Mineração corretiva

Acadêmico Edézio Teixeira de Carvalho*

Lancei recentemente o livro Morte e Vida São Francisco, onde falo simbolicamente do São Francisco como rio importante da nossa hidrografia por drenar grandes partes do Sudeste e do Nordeste. Escrevi artigos sobre ele, destacando o fato de perceber rota para a morte anunciada, de certo modo lembrando Heráclito de Éfeso. Tenho convivência duradoura com o Velhas, afluente principal por nascer em Ouro Preto e passar pela região Metropolitana de Minas. Antes de falar diretamente dele cheguei a falar do território que o sustenta no centro de Minas Gerais, chamado “caixa d’água” do Brasil, ao qual tenho atribuído a condição de toda rota, tal a devastação que ao longo de curta história vem sofrendo com o processo erosivo multifacetado. Hoje, do meu terraço no Carmo, observo fachadas que, pelo branco dominante, lembraram-me as de Albufeira, a Branca, bela cidade dos irmãos portugueses. E então fico a pensar (sem fazer contas): Belo Horizonte é feita com produto mineral em volume maior que todo o produto mineral de metálicos do Quadrilátero Ferrífero, e passei a olhar as paredes de minha casa: Vidro, aço, metais e ligas diversas, tijolos, areia, cimento, rochas ornamentais do leste mineiro, placas rochosas de revestimentos, terra em vasos e cavidades para plantas comestíveis e ornamentais. Prodigiosa supremacia da atividade mineral em comparação com móveis, portas e assoalhos de madeira. E não falei da água, também em parte produto da atividade mineral, que passa todo dia pela casa.

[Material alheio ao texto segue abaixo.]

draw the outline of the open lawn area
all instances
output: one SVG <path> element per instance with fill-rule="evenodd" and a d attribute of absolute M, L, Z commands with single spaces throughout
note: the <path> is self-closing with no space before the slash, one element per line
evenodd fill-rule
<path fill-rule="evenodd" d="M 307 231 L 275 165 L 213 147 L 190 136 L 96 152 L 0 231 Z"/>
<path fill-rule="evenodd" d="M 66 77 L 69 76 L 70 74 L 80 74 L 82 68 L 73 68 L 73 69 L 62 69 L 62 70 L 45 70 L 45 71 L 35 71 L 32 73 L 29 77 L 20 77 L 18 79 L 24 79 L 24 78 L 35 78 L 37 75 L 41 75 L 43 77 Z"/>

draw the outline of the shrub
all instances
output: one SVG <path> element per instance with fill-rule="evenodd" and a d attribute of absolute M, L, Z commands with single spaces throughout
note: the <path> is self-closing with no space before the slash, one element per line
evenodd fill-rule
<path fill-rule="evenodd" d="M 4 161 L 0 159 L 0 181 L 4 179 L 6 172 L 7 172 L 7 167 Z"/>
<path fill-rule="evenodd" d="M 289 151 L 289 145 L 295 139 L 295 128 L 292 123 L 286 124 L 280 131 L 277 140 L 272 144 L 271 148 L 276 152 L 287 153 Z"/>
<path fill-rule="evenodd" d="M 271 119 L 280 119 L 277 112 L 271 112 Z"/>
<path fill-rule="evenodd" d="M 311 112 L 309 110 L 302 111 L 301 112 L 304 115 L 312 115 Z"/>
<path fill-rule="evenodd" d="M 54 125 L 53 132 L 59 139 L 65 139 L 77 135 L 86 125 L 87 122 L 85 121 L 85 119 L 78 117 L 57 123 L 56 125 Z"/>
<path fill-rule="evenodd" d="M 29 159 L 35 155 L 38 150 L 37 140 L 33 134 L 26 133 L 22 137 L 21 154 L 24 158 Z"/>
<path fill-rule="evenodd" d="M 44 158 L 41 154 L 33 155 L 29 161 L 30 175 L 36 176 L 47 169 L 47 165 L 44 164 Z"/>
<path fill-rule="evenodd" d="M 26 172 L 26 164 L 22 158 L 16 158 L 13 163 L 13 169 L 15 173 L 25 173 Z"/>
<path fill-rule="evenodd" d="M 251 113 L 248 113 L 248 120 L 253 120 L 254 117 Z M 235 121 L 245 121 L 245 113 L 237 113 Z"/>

A mineração é isto! Não é só minério de Ferro e similares, que, segundo não versados em geologia e mineração, não deveriam “em nenhuma hipótese” ser lavrados naquela serra (haveriam de sê-lo onde não há minério?), onde vejo acima alguns perfis sendo afetados, também, por ruas, avenidas, casas, aterros. Acidentes gravíssimos presenciamos recentemente na mineração, merecedores, certamente, de penas rigorosas, muito superiores, por exemplo, às aplicadas (?) aos casos que resultaram em milhares (5 ou 6.000) de mortes no Rio e Serra das Araras (em 1967?), 960 na serra fluminense em 2011, 3600 em Longarone na Itália, consequente ao transbordamento da barragem de Vajont, 350 em Malpasset na França, 286 muito recentemente em Stava na província de Trento na mesma Itália, exatamente em barragem de rejeito de não ferrosos, e na década de 1960 no país de Gales, aldeia de Aberfan, onde o escorregamento de pilha de estéril em mina de carvão, depois de repetidas rupturas menores, matou mais de 200 pessoas, entre elas 64 crianças, todas as de sua faixa etária na pequena vila, em escola infantil situada exatamente na rota do desastre!

O que tem a mineração corretiva a ver com o acima exposto? Quase todo o território brasileiro, com menor intensidade na Amazônia e em planícies menores, é profundamente afetado pelo processo erosivo, que deve ser tratado com base no conhecimento geológico que pode identificar constituição, comportamento e a forma de resolvê-lo. O solo erodido (não renovável, em termos práticos, como todos deveriam saber), desce pelos rios e assoreia pampulhas e similares, além dos próprios leitos, até os portos. Em muitas voçorocas e ravinas secas deixam imensos volumes de vazios. As cavidades são o destino ideal do solo que assoreia reservatórios e cursos dos rios de onde deve ser buscado de volta. A evidentemente destruidora lei que permite essa dupla perda decorre do fato de o Brasil ser nulo em linguagem geológica. Leia-se o Morte e Vida São Francisco e ver-se-á que Engenheiros de Minas e demais terão muitos bilhões de toneladas de jazidas a lavrar para salvar o país do evidentemente maior de todos os seus desastres ambientais.